Partab Ramchand
By: Partab Ramchand



November 30, 2021: The Indian bench strength never fails to amaze. We had enough evidence of this in the last Test series in Australia. One by one the stalwarts dropped out for one reason or the other but the replacements – many of them rookies – rose to the occasion so admirably that India won the contest with a team that was termed as an A or B squad. And while there are more than enough players to fill in for the seniors in the limited overs game the fact remains that even in the game’s traditional format India are able to field a strong side whenever the senior cricketers are not around for whatever reason.

The just concluded Kanpur Test against New Zealand provided further proof. Missing from the line-up were Virat Kohli, Rohit Sharma, KL Rahul, Rishabh Pant, Jasprit Bumrah and Mohammed Shami. And yet the side that took the field came within a wicket of getting the better of the No 1 ranked Test team in the world. Yes, India are formidable at home and New Zealand’s record in this country is anything but envious. But then one would expect a side playing without half a dozen leading players to have problems coping with the visitors. And even as they did encounter hiccups along the way the positives far outshone the negatives and while there must be disappointment that India could not finish things off after coming so close to victory – one must appreciate the fighting spirit of the Kiwis in this context – it was a heartening show by a bunch hastily put together.

The bench strength was perhaps symbolized by the performance of Shreyas Iyer.
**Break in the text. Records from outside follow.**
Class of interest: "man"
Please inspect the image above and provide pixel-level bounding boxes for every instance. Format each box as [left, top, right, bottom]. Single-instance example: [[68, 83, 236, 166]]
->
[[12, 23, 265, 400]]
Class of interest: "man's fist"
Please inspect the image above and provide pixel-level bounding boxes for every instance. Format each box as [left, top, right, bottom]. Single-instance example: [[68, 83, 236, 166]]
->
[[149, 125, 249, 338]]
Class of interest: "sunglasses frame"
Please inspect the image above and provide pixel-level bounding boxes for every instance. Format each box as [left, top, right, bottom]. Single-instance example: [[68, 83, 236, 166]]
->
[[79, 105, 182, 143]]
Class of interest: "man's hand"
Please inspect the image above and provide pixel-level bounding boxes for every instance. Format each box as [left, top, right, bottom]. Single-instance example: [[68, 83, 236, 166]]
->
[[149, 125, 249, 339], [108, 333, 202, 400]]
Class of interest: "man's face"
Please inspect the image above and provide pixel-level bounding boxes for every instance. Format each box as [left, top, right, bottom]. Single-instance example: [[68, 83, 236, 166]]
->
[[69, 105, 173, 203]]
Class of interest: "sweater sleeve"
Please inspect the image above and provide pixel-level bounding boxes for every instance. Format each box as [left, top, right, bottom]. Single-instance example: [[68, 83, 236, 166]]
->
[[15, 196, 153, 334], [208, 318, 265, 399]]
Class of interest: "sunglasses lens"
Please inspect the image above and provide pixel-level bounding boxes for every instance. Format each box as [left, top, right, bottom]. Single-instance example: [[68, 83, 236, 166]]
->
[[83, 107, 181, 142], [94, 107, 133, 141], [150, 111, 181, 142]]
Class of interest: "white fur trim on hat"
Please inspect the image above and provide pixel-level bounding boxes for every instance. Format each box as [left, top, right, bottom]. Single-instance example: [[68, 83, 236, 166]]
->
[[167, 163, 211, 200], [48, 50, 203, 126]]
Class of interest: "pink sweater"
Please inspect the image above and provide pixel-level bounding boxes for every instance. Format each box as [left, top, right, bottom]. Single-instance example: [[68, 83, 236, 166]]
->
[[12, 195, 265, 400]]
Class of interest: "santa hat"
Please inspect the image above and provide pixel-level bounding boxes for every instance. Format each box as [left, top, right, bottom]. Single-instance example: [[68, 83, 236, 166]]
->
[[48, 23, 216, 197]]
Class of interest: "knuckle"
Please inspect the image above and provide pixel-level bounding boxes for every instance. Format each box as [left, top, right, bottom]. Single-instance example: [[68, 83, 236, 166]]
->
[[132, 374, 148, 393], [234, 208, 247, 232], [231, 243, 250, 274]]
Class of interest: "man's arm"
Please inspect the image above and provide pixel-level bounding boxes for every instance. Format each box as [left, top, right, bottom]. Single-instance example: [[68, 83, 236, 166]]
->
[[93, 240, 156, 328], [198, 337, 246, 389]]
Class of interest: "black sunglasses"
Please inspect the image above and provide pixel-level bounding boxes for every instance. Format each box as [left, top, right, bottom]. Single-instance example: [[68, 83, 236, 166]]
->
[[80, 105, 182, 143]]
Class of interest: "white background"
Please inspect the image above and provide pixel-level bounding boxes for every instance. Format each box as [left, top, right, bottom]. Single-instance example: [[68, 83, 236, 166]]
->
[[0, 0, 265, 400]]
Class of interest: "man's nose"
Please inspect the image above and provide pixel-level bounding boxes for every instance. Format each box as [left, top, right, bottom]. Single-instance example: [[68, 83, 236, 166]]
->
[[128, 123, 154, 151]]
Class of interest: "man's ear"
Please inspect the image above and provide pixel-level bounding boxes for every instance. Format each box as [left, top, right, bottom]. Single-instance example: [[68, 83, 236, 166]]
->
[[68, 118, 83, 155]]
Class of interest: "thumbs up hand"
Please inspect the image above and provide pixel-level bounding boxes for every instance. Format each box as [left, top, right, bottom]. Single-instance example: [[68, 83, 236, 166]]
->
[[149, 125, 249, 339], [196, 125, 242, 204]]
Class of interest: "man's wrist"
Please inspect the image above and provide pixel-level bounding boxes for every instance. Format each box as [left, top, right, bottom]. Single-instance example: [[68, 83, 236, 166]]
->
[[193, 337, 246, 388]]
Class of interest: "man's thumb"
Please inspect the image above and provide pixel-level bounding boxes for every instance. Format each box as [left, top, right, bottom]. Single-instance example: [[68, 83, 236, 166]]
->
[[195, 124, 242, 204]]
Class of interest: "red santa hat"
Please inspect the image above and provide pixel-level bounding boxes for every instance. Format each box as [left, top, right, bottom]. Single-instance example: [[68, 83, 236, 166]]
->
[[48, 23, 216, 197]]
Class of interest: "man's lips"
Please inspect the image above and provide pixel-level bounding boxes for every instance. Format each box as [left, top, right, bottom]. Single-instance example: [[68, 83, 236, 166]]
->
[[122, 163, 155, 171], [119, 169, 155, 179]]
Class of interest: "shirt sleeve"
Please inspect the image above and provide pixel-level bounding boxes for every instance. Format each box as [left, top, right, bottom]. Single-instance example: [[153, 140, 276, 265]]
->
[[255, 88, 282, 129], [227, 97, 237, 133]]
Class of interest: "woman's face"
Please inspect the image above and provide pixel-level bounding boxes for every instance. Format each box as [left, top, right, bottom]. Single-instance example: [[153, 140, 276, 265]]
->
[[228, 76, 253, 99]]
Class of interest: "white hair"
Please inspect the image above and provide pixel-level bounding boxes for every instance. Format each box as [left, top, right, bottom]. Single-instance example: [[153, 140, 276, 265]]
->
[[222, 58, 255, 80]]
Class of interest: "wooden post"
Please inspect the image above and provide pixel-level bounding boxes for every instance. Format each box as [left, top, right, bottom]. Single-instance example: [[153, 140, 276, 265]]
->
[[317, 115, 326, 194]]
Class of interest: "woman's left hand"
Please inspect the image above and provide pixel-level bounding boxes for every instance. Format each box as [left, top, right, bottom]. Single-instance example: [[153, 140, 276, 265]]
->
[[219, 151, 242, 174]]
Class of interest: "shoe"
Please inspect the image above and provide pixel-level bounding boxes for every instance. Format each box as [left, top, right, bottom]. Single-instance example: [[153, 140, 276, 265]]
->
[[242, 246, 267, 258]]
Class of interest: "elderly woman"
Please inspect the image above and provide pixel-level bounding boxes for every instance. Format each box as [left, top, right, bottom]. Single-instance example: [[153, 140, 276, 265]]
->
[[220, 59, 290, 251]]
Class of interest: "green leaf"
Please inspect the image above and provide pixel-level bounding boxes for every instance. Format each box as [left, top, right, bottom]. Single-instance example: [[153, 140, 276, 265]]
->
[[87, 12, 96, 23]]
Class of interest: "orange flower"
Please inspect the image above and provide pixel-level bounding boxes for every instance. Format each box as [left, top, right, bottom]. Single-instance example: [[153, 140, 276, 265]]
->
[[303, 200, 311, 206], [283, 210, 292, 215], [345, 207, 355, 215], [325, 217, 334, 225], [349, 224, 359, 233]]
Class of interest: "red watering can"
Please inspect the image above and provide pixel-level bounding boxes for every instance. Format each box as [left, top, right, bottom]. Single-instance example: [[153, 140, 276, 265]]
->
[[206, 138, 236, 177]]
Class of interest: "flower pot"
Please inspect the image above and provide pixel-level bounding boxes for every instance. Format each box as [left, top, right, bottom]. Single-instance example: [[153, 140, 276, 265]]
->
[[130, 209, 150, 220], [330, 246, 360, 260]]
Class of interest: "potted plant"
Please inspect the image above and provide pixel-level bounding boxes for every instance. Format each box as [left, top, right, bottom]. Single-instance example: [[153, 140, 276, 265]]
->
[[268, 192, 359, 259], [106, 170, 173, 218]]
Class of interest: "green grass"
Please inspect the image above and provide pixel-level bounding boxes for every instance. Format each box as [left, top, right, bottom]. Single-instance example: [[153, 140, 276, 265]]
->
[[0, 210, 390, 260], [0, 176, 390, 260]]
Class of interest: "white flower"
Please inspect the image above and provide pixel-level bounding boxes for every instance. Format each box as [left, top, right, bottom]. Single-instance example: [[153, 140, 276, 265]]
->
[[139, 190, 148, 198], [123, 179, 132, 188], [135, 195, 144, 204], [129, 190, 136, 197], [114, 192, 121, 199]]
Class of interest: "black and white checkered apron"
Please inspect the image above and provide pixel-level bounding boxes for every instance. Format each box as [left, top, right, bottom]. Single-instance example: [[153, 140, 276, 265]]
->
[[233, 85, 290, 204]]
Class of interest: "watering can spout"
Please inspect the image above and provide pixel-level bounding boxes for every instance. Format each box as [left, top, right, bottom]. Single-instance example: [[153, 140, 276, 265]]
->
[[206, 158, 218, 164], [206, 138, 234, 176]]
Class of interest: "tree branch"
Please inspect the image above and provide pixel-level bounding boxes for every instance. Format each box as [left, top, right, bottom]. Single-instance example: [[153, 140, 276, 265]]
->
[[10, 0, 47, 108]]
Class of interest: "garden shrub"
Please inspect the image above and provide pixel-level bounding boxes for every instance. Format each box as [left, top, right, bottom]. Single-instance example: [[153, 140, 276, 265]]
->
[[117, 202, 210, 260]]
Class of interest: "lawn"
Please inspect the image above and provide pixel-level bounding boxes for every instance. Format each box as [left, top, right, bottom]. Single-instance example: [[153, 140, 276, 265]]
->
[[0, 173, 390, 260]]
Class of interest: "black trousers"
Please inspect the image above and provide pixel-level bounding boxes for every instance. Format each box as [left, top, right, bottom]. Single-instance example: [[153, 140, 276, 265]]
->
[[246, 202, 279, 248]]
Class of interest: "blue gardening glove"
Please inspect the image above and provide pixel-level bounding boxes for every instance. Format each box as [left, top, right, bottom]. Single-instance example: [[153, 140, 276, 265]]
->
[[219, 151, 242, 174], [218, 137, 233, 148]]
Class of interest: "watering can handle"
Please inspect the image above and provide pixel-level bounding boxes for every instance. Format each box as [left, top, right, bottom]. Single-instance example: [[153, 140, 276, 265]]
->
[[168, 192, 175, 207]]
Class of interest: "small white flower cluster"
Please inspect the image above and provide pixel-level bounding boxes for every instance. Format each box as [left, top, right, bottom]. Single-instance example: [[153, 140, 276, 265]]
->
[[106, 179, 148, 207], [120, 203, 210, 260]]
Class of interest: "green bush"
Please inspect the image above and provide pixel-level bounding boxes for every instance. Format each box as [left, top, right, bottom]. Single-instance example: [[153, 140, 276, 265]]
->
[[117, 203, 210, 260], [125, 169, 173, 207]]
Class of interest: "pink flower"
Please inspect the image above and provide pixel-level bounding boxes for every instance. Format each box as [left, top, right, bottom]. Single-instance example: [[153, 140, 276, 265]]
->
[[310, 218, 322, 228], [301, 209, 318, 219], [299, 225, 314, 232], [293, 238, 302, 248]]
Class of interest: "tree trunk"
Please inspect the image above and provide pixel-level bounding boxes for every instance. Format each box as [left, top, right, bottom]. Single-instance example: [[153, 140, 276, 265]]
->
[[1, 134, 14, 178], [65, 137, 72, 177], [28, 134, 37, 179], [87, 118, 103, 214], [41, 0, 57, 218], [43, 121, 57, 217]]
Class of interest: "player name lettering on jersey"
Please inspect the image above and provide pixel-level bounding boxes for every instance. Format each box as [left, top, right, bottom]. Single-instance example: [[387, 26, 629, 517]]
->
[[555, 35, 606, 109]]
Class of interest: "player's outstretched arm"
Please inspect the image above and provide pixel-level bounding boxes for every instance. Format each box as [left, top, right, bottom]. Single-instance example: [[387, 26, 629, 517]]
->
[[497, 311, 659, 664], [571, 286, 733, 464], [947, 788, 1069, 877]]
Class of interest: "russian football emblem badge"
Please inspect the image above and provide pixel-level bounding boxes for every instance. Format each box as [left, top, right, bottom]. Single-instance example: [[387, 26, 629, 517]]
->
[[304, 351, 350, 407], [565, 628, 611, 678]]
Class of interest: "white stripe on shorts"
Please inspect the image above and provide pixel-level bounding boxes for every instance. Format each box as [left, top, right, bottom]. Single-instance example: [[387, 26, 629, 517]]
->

The 26-year-old had already proved himself to be a vital cog in the middle order in the two limited over formats for India but there was always the hope that being from the Mumbai school of batting he would be a winner in Test cricket too. He does have a first-class average of over 50 and when the senior players were not available, he was drafted in and how spectacularly he grabbed the opportunity. He emulated the feats of two other graduates from the Mumbai school of batting Rohit Sharma and Prithvi Shaw and then went one better in becoming the first Indian to get a hundred and a fifty on Test debut. He certainly has posed problems for the selectors once the seniors return but this also underlines the problem of plenty which the bench strength is.

In a way the bench strength is the result of a system and that is what Rahul Dravid emphasized while speaking in glowing terms about Shreyas’ success. “It’s great to see the young guys come through and perform straightaway on debut and we saw that of one or two players in limited overs cricket as well. A young kid doing well in his first Test for India is not only a reflection of the player’s ability but also a reflection of the system,” gushed the new Indian coach. Dravid knows best about this for he has built up the national team’s pathway structure with a robust Under-19 and India A system in place. Little wonder then he was pleased as punch with Shreyas’ superb showing.

What is even more heartening is that besides Shreyas there are a number of talented young players waiting for their chance to come good. We had a good example of this at Kanpur when Srikar Bharat substituted for Wriddhiman Saha. It is not just the two catches and a stumping that he brought off that caught the eye; he was tidily impressive in his work behind the stumps.

(Partab Ramchand is a veteran sports journalist, the views expressed here are personal.)